This goes back to the split between the Eastern church and the church in the West, a split between Eastern Orthodoxy and Roman Catholicism. If you go back even before that to the early church, you begin to see a difference between East and West, some of which is over the Trinitarian formula. The church in the West defines the Trinity as one substance in three persons. The church in the East tends to emphasize the three persons.
The other piece of the church in the East is the notion that is sometimes called deification. The saying goes something like this: Christ, who was God, became man so that we, who are men, can become God. That is different than our understanding of salvation, which involves union with Christ, being sealed with the Holy Spirit, and being brought into fellowship with the Trinity.

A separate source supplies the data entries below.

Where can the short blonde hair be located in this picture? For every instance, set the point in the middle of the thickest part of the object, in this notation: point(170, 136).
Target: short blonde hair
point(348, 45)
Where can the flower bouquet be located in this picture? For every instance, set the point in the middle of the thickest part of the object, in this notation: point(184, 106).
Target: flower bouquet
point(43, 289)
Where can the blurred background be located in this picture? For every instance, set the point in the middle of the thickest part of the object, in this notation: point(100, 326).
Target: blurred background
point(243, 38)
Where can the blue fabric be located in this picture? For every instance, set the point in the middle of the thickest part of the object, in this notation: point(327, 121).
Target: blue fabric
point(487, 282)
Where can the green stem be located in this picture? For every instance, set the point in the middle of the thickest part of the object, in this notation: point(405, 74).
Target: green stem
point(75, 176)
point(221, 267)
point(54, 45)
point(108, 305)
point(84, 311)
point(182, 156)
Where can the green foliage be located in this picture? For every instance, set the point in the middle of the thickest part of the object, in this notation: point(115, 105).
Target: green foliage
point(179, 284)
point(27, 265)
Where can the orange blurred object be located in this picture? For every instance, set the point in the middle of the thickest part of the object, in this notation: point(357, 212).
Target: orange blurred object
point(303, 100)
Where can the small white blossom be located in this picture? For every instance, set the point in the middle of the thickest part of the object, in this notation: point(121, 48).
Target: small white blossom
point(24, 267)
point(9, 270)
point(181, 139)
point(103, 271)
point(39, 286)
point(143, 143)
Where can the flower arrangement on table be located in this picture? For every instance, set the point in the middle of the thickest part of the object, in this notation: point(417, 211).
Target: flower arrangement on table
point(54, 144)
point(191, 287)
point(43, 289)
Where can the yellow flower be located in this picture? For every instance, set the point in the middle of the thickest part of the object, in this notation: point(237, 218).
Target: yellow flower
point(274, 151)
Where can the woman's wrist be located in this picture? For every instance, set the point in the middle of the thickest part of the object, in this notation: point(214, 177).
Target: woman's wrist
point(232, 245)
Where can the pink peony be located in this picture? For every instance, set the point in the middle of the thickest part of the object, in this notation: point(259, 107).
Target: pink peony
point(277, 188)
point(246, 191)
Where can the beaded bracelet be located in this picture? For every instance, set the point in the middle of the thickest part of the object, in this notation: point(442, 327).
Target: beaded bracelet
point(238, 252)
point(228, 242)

There is a verse in 2 Peter that speaks of being partakers of the divine nature, and that verse sometimes causes theologians in the East to set forth this idea that we become God. The Western church, in which Reformed theology came about as the church matured, had a clearer understanding of the goal of salvation.
If you are talking about the Reformed church and the Eastern church specifically, the Reformed church does not use icons in its worship and does not see icons as legitimate in the public worship of the church. In the Eastern church, however, icons are crucial to the church’s worship. They’re part of the church architecture. They’re part of the liturgy, and they’re woven into the practices of piety for the Eastern Orthodox.
The other distinction—and I want to be careful here but I think it’s a fair assessment—is that in many cultures where the Eastern church is dominant, it’s more of a cultural religion than a heartfelt, convictional religion, especially as the Eastern church has evolved over the centuries.
So, there are theological, liturgical, and cultural differences between the Eastern church and the Reformed faith.